I step outside, and the cool air hits my skin. I’m dressed in a short leather skirt, a black and white polka dot shirt, and I have Doc Martens on my feet. My red hair is tied up in a bandana in a curly mess, and it only completes the overall vibe I’m going for. Stepping off the balcony, I walk farther out. Emma and I took an Uber, and even though I don’t want to leave her alone, my desire to be here is waning by the minute.

“Do you live here?” I turn to the sound of the voice—it’s rich and dark.

Almost familiar in a way.

The houses are over-the-top. Three-story mansions all built too close together. It seems weird since the rich and famous usually demand their privacy. I mean, if I were paying millions for a home I sure as shit wouldn’t want my neighbors hearing me fuck.

But this is the lifestyle I know. My father is very successful. Rich beyond measure. And his lifestyle is ostentatious, which means I was raised in a neighborhood similar to this one.

“Do you live here?” the voice asks again, catching me off guard. But I can’t see him.

I hear the rustling of leaves as he moves closer. A huge guy moves out from behind one of the trees on the border of the house. I should be worried. Shouldn’t I? Here I am, standing outside of a party, and no one else is out here except for this man. A man who is stepping closer to me.

“I know how to fight,” I randomly say. Damn, that sounded tougher in my head. But I know it didn’t work when I hear the slight cackle from the man as he takes another step closer.

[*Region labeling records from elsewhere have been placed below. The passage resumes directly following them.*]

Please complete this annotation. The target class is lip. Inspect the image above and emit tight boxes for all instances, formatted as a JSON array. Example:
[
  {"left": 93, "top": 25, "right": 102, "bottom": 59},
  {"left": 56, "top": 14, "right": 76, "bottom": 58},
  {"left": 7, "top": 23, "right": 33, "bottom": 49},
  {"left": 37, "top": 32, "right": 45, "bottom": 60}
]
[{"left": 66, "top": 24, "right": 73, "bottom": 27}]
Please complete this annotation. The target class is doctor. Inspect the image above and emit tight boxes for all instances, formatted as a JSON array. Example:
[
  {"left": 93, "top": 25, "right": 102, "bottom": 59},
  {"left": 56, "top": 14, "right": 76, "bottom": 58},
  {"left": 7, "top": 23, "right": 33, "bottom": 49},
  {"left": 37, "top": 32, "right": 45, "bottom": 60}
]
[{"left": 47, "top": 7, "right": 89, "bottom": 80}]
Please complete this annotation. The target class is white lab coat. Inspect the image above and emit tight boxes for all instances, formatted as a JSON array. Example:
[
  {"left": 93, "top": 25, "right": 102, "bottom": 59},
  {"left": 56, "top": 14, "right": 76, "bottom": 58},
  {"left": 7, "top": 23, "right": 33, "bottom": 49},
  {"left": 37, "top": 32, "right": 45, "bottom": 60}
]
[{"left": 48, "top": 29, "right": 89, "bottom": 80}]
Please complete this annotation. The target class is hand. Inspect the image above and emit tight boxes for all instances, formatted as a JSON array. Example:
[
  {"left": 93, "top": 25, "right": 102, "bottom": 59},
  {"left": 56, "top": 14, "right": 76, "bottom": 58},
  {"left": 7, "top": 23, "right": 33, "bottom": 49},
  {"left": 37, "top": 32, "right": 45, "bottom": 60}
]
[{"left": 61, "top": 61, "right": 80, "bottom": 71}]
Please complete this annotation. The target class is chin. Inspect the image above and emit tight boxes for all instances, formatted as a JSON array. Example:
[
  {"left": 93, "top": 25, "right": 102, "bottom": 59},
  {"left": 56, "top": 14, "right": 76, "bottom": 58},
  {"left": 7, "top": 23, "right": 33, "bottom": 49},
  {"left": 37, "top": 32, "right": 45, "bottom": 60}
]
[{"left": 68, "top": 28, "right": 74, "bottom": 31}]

“You can? And what training do you have?” he asks. The lights from the house haven’t hit him yet, so I still can’t see him clearly, but the close proximity has goosebumps breaking out on my arms.

And why do I know that voice?

“A lot. Martial arts, mainly. But other things too.”

“You don’t know the names of the other things, do you?” Damn him, he caught me.

“I totally do. Boxing,” I throw out. He doesn’t have to know the extent of my boxing abilities is a summer bootcamp class I took my first semester of college. And I failed miserably at it.